UDO JÜRGENS
smago! exklusiv vorab: Die Udo-Jürgens-Serie "Sein Leben – seine Erfolge"! Teil 10: "Es ist noch nicht zu spät"!

(Aus Pietätsgründen hatten René Jochade und smago! die Udo-Jürgens-Serie vorübergehend ausgesetzt!) 

Leider ist der große Künstler und Entertainer Udo Jürgens am 21. Dezember 2014 völlig überraschend an den Folgen eines Herzinfarktes verstorben.

Aus diesem Grunde war es mir unmöglich, die Serie zu gleicher Zeit einfach fortzusetzen. Wie viele andere hatte ich gehofft, daß es in dieser Biographie KEIN Ende geben würde, und uns dieser Ausnahmekünstler noch viele Jahre erhalten bliebe. Das Schicksal hat es leider anders gewollt…

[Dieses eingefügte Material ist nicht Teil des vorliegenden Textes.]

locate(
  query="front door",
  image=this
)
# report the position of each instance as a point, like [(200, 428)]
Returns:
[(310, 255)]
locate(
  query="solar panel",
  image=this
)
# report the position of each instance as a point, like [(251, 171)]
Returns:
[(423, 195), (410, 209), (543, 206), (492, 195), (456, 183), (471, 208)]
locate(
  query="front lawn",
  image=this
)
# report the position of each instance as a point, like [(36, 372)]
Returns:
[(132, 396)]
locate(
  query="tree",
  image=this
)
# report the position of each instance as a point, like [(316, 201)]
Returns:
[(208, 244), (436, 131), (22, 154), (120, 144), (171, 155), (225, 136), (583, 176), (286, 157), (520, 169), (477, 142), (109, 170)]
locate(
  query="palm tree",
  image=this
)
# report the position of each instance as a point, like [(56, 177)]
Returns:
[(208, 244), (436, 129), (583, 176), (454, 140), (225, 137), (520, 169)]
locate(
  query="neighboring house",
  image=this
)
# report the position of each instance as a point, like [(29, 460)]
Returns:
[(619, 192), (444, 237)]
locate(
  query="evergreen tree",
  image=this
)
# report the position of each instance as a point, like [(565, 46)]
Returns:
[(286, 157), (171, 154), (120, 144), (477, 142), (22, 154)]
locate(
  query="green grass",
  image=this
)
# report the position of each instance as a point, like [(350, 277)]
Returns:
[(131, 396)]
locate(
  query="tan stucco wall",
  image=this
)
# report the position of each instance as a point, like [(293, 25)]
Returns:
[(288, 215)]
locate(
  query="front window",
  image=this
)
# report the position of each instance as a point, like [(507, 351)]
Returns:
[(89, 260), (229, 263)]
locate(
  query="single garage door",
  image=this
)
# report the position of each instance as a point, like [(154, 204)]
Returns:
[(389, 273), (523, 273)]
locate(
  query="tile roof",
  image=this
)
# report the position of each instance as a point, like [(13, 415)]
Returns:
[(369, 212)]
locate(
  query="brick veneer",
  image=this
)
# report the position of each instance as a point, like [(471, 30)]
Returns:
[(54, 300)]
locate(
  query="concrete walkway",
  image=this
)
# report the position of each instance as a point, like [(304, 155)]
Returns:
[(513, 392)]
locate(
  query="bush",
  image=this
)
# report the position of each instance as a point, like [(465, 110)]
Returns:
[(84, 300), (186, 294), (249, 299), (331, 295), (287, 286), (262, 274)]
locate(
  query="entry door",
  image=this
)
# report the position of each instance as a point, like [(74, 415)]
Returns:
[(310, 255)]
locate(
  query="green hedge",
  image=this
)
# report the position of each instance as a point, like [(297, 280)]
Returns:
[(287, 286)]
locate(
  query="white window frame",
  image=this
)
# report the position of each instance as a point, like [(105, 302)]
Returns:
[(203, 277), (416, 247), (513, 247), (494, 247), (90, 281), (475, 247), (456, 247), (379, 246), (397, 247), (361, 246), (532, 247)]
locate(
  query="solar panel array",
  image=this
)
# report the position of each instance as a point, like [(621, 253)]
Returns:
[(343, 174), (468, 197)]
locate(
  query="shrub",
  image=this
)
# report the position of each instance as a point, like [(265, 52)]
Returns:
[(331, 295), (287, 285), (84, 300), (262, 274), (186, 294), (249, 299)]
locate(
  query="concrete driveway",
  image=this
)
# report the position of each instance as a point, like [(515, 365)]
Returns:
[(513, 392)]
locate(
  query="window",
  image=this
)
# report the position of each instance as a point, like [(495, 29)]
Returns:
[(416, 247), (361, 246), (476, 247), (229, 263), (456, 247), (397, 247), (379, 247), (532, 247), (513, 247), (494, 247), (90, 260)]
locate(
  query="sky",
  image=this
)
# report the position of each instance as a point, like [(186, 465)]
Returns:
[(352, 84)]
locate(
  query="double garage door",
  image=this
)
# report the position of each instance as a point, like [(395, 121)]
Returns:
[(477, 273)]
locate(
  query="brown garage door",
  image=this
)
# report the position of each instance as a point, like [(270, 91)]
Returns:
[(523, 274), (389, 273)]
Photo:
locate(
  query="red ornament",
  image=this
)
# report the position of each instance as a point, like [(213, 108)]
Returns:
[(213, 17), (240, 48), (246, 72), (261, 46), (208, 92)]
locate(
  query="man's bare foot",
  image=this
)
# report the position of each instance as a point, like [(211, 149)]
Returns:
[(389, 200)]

Trotz aller Trauer und dem großen Verlust: Das Leben geht weiter, und auch diese Serie wird weitergehen. Mag sie noch einmal an all die Stationen erinnern, an denen uns Udo Jürgens mit seinen Liedern soviel Freude bereitet und so viel Lebensmut gespendet hat…

 

 

 

Udo hatte also den Grand-Prix gewonnen, und "Merci Chérie" wurde von nun an sein ständiger Begleiter auf allen Konzerten.

Beierlein ließ ihn das Lied in mehreren Sprachen aufnehmen, unter anderem auch in japanisch. Vielleicht ahnte er bereits, daß Japan bald eine ganz besondere Rolle in der Karriere seines Schützlings spielen sollte.

Auf die B-Seite der Single geriet aber nicht – wie ursprünglich geplant – die italienische Version von "Finito L'Amore", sondern die englische "Merci Chérie"-Fassung. Acetate und Single sind heutzutage gesuchte Sammelobjekte…

Nun aber zu dem Mann, der dies alles ermöglicht hatte, zu Hans R. Beierlein: Hans R. Beierlein hatte zu Beginn seiner Karriere weder einen reichen Onkel, noch eine Erbtante, er hatte niemanden – nur seinen Willen, seine Energie und den Wunsch, nie mehr "nach unten" zu müssen. Denn Hans R. Beierlein kommt praktisch von ganz unten – aus dem Keller sozusagen…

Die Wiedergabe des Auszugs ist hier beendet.